In the end, we knocked it down to:

- a big thick hairband with a chunky ribbon at the side
- a "The Smiths" T-shirt
- a ripped denim skirt
- fluorescent socks
- white canvass sneakers

Having made these rather difficult decisions, I opened my wardrobe, pulled out all the items in question and put them in a little bag to bring to work.

Monday, December 14, 2009

Local Girl Becomes One With Her Apple

So it's the first day for the Smoot in the new office and, through a series of circumstances too long-winded to get into, also the first day in a new organisation. I am one of the new kids in the playground, and I hope to make some friends soon.

It was a bit of a shocker to arrive this morning at my new desk, still strewn with unpacked and unsorted debris from my previous office, to find an apple sitting uncomfortably in the middle of the whole mess. I didn't know who to thank for it, so I thanked no one. Sometime during the office orientation exercise that followed, I was informed that everyone in the office gets a fruit on Monday for their private consumption, so that we can all be shiny happy people together. Another part of the office orientation exercise instructed us on what to do if the apple is still sitting on our desk uneaten at close of business on Monday - clearly not a happy scenario for the apple or the apowner of the apple. So it is with some reluctance and not a little bit of fear that I am now in the process of consuming my apple, having had the unmitigated temerity to wait until half the day had passed.

I now recall with even further trepidation another part of the induction process where we were clearly told not to eat at our desks, which means that my current attempt to follow one office rule has led to my flagrant breach of another one.

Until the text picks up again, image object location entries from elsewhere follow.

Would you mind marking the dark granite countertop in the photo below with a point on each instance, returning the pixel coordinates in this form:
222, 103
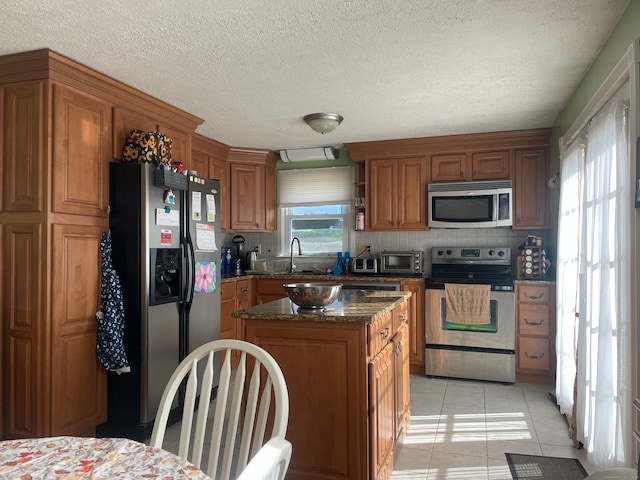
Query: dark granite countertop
352, 306
320, 276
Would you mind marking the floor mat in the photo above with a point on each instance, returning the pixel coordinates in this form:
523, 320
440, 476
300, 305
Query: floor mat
535, 467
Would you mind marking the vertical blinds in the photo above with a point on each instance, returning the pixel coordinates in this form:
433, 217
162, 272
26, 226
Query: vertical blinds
315, 186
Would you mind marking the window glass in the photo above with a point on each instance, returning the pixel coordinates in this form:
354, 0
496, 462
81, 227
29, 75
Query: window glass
314, 206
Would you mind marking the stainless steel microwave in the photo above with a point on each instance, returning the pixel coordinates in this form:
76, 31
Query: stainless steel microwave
402, 263
470, 204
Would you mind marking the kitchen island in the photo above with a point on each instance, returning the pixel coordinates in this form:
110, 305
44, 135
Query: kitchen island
347, 373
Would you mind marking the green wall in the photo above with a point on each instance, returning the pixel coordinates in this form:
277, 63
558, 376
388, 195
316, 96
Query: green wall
624, 33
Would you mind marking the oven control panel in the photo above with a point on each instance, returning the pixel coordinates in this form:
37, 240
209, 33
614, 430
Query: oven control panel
490, 255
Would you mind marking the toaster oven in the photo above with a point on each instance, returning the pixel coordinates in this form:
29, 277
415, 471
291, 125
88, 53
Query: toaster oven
402, 262
364, 265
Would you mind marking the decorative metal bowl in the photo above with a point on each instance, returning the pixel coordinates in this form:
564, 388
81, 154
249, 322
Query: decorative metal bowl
313, 295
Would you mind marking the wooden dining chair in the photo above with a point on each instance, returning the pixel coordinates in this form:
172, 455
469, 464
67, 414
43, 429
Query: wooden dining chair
270, 463
250, 408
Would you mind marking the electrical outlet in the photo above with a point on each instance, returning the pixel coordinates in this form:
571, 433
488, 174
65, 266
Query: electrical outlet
364, 248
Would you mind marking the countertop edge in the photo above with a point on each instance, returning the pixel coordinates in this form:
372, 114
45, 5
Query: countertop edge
394, 299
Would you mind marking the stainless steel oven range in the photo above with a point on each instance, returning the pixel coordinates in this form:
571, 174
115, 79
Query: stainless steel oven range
481, 352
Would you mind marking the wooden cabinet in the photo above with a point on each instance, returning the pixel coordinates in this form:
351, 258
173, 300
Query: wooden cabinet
535, 327
60, 125
382, 411
348, 384
227, 307
252, 190
269, 289
491, 165
471, 166
520, 155
397, 194
51, 258
209, 159
401, 367
81, 133
415, 320
24, 149
181, 146
450, 167
235, 295
529, 186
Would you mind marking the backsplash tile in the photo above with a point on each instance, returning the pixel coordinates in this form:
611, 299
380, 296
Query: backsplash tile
481, 237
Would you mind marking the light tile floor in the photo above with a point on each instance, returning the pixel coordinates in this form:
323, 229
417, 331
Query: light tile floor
461, 429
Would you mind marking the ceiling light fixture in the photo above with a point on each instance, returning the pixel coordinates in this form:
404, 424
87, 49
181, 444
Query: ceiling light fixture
323, 122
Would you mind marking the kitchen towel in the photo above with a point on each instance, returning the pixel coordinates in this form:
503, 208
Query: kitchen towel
468, 304
110, 317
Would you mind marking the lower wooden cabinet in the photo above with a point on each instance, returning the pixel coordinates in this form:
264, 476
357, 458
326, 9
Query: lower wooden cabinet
535, 327
50, 331
348, 390
415, 319
236, 294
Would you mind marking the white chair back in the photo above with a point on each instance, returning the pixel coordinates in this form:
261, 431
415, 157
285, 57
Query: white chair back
270, 463
239, 427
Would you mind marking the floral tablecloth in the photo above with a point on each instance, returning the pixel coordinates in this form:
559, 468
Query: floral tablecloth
80, 458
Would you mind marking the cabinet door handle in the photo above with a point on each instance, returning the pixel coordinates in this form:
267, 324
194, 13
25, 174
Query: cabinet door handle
534, 357
534, 297
385, 333
537, 324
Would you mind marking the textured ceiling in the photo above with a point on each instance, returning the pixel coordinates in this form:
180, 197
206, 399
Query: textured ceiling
393, 68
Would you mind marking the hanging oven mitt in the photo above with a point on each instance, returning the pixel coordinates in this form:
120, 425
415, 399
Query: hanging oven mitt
110, 317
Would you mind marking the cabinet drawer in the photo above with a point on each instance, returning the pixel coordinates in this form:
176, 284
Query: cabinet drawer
400, 316
242, 303
380, 333
533, 319
534, 293
228, 290
534, 354
243, 287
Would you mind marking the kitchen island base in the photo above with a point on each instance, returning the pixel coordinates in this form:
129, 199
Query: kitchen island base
348, 385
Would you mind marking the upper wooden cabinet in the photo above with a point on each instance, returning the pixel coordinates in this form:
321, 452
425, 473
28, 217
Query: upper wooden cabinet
530, 189
209, 159
491, 165
252, 190
60, 125
24, 168
520, 155
471, 166
449, 167
181, 148
397, 193
81, 134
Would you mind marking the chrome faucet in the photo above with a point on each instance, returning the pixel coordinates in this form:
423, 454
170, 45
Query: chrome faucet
292, 266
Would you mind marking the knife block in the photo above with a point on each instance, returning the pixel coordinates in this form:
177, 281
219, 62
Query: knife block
533, 263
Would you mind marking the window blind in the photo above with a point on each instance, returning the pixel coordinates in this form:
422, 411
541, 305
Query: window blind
315, 186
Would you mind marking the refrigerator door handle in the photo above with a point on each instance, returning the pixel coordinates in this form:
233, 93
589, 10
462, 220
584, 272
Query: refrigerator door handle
191, 273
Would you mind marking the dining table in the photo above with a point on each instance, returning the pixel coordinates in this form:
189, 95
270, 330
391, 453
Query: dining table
80, 458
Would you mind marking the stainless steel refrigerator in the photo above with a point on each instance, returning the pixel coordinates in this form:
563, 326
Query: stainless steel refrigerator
165, 234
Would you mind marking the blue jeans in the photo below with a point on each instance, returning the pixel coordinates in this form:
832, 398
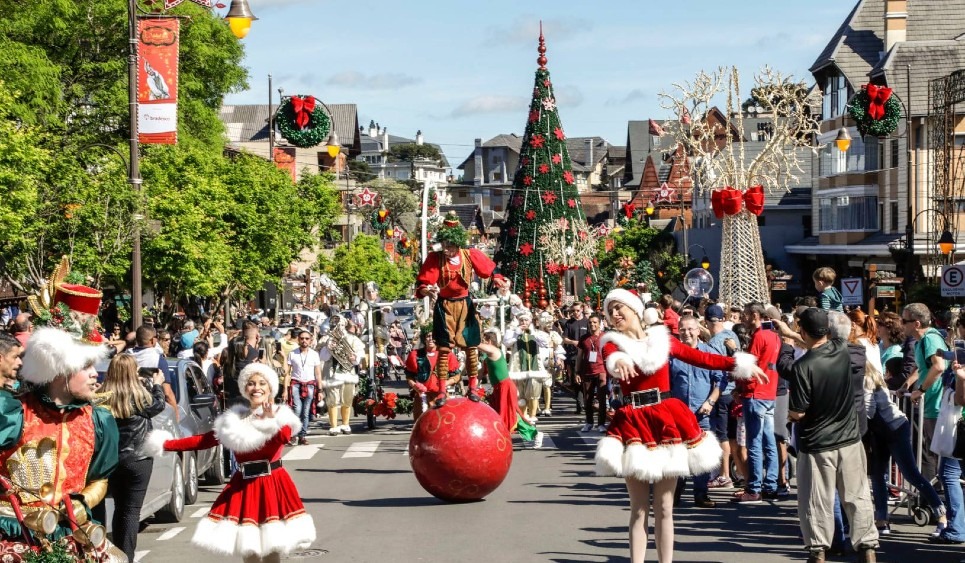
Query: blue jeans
303, 406
761, 446
898, 443
949, 471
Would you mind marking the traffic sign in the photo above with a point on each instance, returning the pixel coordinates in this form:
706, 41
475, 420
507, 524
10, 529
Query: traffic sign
851, 291
953, 280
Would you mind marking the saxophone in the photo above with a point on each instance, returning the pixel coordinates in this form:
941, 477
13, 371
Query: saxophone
339, 345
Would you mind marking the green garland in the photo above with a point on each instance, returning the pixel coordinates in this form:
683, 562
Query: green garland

Plus I just dropped the apple on the floor dammit

Saturday, December 12, 2009

Smoot Phase Shift

It's not a good thing to dislike moving office. Not only because it adds to the list of my dislikes, but also because it seems to happen to me more often because I dislike it.

I'm moving office for the 3rd time in 5 years, and for the 4th time in 6 years. For all intents and purposes, it looks like I'm some kind of big time job-hopper, but as I keep telling my mother, I still work for the same company and the same boss - I just get shifted around a lot. And no, we are not evading the authorities.

Movers have just arrived!! Time to get my ass off my seat!!